« Le balletomane est un type très spécial dont j’ai vu d’extraordinaires exemples. Tel fut le général Bezobrazow qui suivait le Ballet russe de Serge de Diaghilew, hantait les coulisses et traversait en silence le tourbillon des danseuses, des Sylphides ou des archers du Prince Igor. Tel est Serge Lido, mais armé d’un appareil de photographe. Sans l’amour qu’il porte à tout ce qui touche à la danse, cet appareil ne servirait à rien. Il photographierait. Il statufierait un vertige.
Or, c’est le cœur même de Lido qui anime l’appareil suspendu à son cou. Comme le fantôme du général Bezobrazow, Lido hante les coulisses, chaque fois que notre théâtre se hausse jusqu’à la grande gesticulation.

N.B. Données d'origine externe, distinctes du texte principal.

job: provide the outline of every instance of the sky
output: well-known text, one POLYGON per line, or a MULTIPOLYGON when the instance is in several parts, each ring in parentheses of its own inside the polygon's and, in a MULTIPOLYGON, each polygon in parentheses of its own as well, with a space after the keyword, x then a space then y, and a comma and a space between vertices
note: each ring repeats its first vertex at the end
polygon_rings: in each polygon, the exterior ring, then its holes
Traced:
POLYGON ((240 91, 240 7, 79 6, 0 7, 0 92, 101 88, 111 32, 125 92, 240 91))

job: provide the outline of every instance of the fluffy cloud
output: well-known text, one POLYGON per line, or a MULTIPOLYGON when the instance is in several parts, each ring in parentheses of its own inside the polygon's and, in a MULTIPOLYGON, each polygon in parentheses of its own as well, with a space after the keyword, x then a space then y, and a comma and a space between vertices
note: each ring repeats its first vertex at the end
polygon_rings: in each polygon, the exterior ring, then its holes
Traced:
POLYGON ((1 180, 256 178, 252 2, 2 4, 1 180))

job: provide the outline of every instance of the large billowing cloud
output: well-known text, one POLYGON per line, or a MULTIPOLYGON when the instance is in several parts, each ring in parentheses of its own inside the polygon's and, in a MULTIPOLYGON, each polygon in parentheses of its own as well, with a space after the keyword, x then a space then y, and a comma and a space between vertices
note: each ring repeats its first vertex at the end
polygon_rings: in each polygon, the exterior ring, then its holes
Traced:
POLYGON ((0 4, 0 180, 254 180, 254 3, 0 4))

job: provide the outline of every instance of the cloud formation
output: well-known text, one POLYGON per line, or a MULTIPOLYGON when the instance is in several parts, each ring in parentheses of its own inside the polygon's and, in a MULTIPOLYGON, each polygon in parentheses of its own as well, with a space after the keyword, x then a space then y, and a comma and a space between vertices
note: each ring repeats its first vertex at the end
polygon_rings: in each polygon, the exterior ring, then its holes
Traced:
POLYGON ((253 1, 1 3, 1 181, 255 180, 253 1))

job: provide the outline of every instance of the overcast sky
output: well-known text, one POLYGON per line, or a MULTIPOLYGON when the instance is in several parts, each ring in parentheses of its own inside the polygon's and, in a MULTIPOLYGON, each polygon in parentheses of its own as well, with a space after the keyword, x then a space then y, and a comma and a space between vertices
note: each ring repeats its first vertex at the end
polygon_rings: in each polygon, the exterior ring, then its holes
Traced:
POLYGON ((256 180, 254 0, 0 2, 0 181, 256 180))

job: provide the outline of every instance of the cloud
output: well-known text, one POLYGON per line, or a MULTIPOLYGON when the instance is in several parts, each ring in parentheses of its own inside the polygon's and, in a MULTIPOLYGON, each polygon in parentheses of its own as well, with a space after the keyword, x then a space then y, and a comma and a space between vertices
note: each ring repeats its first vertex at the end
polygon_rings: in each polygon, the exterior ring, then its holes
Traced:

C’est par un mélange de l’objectif et de l’âme qu’il obtient d’innombrables figures où le mouvement s’arrache de la mort. Il arrive que les photographies immobiles d’un film suggèrent souvent davantage que le film lui-même. Il arrive que les documents de Lido nous fassent rêver d’un ballet où le poids humain n’existerait plus, où le cadre de la scène deviendrait la vitre de quelque fabuleux aquarium. »
(Jean Cocteau, « Préface » en hommage à Serge Lido pour Masques, 1947.)